I governi di tutto il mondo faticano a cogliere il segno del tempo che viviamo: i metodi di condivisione di idee e di diffusione del consenso hanno già abbandonato i paradigmi storici: partiti, politici classici, giornali generalisti, televisione, radio. La trasmissione politica ha perso la sua verticalità (il Capitano leghista infatti persiste saggiamente nel dipingersi uomo qualunque, solo primus inter pares) ed è ormai quasi completamente orizzontale. Gli opinion makers, i tanto declamati influencers non debbono attendere elezioni o referendum per salire e scendere dalla ribalta. Il consenso (e il dissenso) è ora fluido, istantaneo, non mediato: la descrizione perfetta del contrario di un politico.

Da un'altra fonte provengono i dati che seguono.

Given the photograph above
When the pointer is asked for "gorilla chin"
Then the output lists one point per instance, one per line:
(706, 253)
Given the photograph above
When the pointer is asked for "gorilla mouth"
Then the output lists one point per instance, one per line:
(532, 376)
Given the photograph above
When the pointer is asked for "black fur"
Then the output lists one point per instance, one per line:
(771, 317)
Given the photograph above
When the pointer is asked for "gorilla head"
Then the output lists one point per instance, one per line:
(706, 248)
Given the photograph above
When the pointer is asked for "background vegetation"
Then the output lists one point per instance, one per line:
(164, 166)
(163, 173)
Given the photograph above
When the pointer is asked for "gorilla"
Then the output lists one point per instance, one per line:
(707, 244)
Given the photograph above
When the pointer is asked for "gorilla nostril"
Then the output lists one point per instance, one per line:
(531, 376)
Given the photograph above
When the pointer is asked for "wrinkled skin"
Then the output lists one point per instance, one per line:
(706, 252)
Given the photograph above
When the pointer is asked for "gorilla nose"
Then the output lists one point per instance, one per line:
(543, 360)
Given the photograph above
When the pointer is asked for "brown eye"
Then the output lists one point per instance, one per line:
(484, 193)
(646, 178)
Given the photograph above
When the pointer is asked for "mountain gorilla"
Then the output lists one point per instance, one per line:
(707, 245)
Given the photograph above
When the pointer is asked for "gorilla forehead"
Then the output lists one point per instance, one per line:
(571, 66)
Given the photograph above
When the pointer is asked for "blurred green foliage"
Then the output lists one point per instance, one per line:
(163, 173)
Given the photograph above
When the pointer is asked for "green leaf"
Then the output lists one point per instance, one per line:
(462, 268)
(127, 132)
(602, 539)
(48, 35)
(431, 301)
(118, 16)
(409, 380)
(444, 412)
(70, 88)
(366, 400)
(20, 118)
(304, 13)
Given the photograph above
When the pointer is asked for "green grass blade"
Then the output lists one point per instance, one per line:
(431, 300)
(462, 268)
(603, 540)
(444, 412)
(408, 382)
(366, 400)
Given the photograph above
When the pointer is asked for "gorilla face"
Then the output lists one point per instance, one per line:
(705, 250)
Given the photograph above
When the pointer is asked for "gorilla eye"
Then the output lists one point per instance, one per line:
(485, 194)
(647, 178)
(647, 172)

Madrid sta giocando il ruolo del reazionario vieux genre in un epoca in cui non si può più controllare l’opinione pubblica, la si può al massimo inquinare con fake news e contro-influencers, ma sulla lunga distanza ciò che non evapora è il reale sentimento diffuso.

E siamo sicuri che le vittime di questo triste episodio di stato di polizia in Spagna saranno riabilitate dalla storia e dall’opinione pubblica globale, quali eroi moderni contro il potere affetto da un male fuori tempo massimo.